Health systems leave behind nearly half of all people with TB-HIV

By Mandy Slutsker, Policy and Advocacy Manager, ACTION

As we commemorate World AIDS Day — an opportunity to unite as a global community in the fight against HIV and AIDS — I’m reminded of Nelson Mandela’s remarks at the 2004 International AIDS Conference in Bangkok about tuberculosis (TB):

“We are all here because of our commitment to fighting AIDS. But we cannot win the battle against AIDS if we do not also fight TB. TB is too often a death sentence for people with AIDS.”

This statement still rings true today, as TB causes one-third of all AIDS-related deaths, remaining the leading killer of people with HIV. Though there are many causes, the foremost reasons are that TB preys on weak immune systems, like those of people with HIV, who are 20 times more likely to develop active TB than people without HIV.

Yet, there is one primary reason that TB remains a leading killer of people with HIV: health systems are leaving behind nearly HALF of all people with TB-HIV.

In 2017, the World Health Organization (WHO) estimated that there were 920,000 people with HIV who became sick with TB. However, half of these people were “missing,” meaning they were not diagnosed and/or reported to the WHO. That’s 455,367 people where the quality of care — if there was care at all — is simply unknown.

TB and HIV are known as the “deadly duo” because each epidemic heightens the risk, intensifies the damage, and thwarts efforts to end the other.
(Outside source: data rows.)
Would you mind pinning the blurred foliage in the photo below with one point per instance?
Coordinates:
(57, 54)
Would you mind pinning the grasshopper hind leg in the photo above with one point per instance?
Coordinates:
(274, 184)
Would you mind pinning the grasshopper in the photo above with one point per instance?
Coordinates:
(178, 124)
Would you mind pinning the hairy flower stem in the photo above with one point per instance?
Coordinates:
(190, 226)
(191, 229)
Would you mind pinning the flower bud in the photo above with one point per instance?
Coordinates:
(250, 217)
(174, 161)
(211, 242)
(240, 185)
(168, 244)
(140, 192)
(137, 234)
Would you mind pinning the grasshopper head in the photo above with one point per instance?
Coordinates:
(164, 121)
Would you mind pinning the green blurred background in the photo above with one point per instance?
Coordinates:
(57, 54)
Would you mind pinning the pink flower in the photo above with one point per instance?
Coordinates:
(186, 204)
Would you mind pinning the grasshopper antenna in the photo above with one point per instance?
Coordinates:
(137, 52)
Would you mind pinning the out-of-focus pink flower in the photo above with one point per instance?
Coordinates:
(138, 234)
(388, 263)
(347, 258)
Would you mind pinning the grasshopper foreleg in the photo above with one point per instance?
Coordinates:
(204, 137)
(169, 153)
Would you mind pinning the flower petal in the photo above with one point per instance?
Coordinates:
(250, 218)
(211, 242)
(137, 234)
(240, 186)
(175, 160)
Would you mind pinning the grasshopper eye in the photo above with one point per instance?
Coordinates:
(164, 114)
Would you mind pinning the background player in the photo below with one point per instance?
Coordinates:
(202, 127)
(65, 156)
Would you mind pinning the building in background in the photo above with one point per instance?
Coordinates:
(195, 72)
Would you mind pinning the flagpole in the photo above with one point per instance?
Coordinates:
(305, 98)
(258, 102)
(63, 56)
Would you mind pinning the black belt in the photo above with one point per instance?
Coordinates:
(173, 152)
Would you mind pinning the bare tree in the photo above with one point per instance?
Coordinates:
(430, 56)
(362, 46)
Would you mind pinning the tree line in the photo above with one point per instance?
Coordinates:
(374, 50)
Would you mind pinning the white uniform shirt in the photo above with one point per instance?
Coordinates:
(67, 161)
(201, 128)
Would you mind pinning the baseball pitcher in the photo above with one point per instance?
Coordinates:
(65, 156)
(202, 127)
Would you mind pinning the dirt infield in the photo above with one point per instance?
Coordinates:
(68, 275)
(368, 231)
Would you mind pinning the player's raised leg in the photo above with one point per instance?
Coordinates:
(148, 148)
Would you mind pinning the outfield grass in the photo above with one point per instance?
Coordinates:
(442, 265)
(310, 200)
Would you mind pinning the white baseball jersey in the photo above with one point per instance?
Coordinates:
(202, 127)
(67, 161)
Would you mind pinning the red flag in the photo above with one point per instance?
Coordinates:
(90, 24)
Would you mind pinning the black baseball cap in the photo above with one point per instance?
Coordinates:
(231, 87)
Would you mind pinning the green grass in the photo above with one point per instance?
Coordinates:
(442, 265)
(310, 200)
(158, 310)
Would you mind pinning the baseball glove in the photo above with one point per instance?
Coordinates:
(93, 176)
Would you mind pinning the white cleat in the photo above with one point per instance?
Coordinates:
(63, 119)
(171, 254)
If we are to have a world truly free of HIV, we also must work to eliminate TB, and that starts with diagnosing and treating everyone with TB-HIV.

To ensure no one is left behind, governments, civil society, affected communities, and the private sector must work with global donors. Together, they must…

  • invest in training, paying, and supporting community health workers to find and treat people with TB and HIV. By providing home visits to people with TB and HIV, community health workers can improve TB screening, HIV testing, treatment coverage, and access to preventive therapy.
  • engage civil society and affected communities to raise awareness about TB and HIV and bridge the gap between hard-to-reach groups and health providers.
  • integrate TB and HIV screening into people’s first point of healthcare. In places with high rates of TB and HIV, people should be screened for TB at all primary health settings. Additionally, people living with HIV should be screened for TB when they go for routine checkups.
  • invest in appropriate tools and diagnostics for people with TB and HIV. Countries should invest in the latest TB diagnostic tool, GeneXpert, as well as tests that are able to detect TB in people living with HIV such as the LAM urine test.
  • harness the reach of the private sector so that people receive appropriate care regardless of where they seek it.
  • increase funding for national TB and HIV programs. Policies cannot be effectively implemented without funding!